If you are unfamiliar with this part of the Bible here is the setting: Jesus has been arrested by the Jewish leaders, who want to have him put to death. The Roman rulers of the Jews are the only ones who can authorize and carry out execution, so Jesus has been brought to Pilate for what we would call today a bench trial. Evidence is presented before a judge, who decides guilt or innocence on his own authority. The charges are weak and the evidence is scant but the Jewish leaders are persistent. In exploring the possibility that Jesus may consider himself a king, which would be a punishable offense, Jesus and Pilate have this exchange in verses 36 through 38:
Jesus answered, “My kingdom is not of this world. If my kingdom were of this world, my servants would have been fighting, that I might not be delivered over to the Jews. But my kingdom is not from the world.” Then Pilate said to him, “So you are a king?” Jesus answered, “You say that I am a king. For this purpose I was born and for this purpose I have come into the world—to bear witness to the truth. Everyone who is of the truth listens to my voice.” Pilate said to him, “What is truth?”
It was my privilege to read these verses to the congregation during our worship service. I have heard this passage aloud, and read it silently, many times and I often wonder how Pilate spoke the final phrase, “What is truth?” Did he just say it plainly? Did he place special emphasis on one of the three words? Was there an element of sarcasm in his voice? Superiority? Despair? Weariness?
Being a Roman governor, ruling a far-off and fairly insignificant province of the empire, all of these options seem equally possible to me. The Bible doesn’t give us any other clues about Pilate and his particular worldview.
From our place in history, looking back over the full revelation of God’s redemptive plan for his people and the world, we see something that Pilate does not. We see that truth is not a “thing,” not something to be sought by asking “what?”
Truth is a person. The question for Pilate, and for us, is really “Who is truth?”

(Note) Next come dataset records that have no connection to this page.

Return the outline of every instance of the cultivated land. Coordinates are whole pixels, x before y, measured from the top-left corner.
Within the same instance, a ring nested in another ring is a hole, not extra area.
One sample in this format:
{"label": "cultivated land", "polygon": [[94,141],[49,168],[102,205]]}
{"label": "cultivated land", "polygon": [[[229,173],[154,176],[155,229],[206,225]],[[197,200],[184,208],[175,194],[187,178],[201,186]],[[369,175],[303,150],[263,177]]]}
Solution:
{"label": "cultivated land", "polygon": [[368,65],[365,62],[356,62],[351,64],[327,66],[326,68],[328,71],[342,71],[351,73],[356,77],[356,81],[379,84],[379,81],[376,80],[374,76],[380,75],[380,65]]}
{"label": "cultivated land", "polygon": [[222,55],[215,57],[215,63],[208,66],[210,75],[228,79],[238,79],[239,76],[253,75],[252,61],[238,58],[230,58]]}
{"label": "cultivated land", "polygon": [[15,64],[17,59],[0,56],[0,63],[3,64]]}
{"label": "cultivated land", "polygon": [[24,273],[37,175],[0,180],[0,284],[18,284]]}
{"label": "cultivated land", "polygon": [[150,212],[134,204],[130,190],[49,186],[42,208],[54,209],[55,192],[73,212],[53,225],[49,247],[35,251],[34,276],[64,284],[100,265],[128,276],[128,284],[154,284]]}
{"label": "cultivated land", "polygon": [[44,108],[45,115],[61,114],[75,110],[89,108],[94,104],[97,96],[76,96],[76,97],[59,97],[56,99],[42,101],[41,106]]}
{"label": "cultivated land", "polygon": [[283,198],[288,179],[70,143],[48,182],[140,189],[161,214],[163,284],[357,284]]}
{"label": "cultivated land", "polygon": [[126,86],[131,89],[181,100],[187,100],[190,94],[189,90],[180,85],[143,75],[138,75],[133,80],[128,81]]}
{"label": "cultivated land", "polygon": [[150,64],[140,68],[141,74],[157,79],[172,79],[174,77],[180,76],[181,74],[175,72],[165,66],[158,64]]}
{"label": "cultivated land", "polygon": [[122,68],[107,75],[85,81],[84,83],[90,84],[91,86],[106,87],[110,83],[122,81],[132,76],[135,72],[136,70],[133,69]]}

John has already answered our question earlier in his Gospel, in chapter 14, writing in verse 6,
Jesus said to him, “I am the way, and the truth, and the life. No one comes to the Father except through me.
Jesus is the Truth in the sense that he, and he alone, provides reconciliation between sinful humans and a holy God. Without the work of God done in Jesus there is no redemption.
Pilate may have viewed this life as all there is. There are certainly many people living today who hold the same view.
Through the testimony of the Bible we who have faith in God through Jesus believe that there is more, much more, than the circumstances we live in day-to-day. And it is in Jesus that every word and action of God is made true.
Writing to the church at Colossae , Paul said,
For in him all the fullness of God was pleased to dwell, and through him to reconcile to himself all things, whether on earth or in heaven, making peace by the blood of his cross.
If you know God’s peace through Jesus, thank him.
If you don’t know Jesus then these may be the words through which God is drawing you to himself.
Truth is not a thing, but a person, a Person with a Name. Truth is Jesus.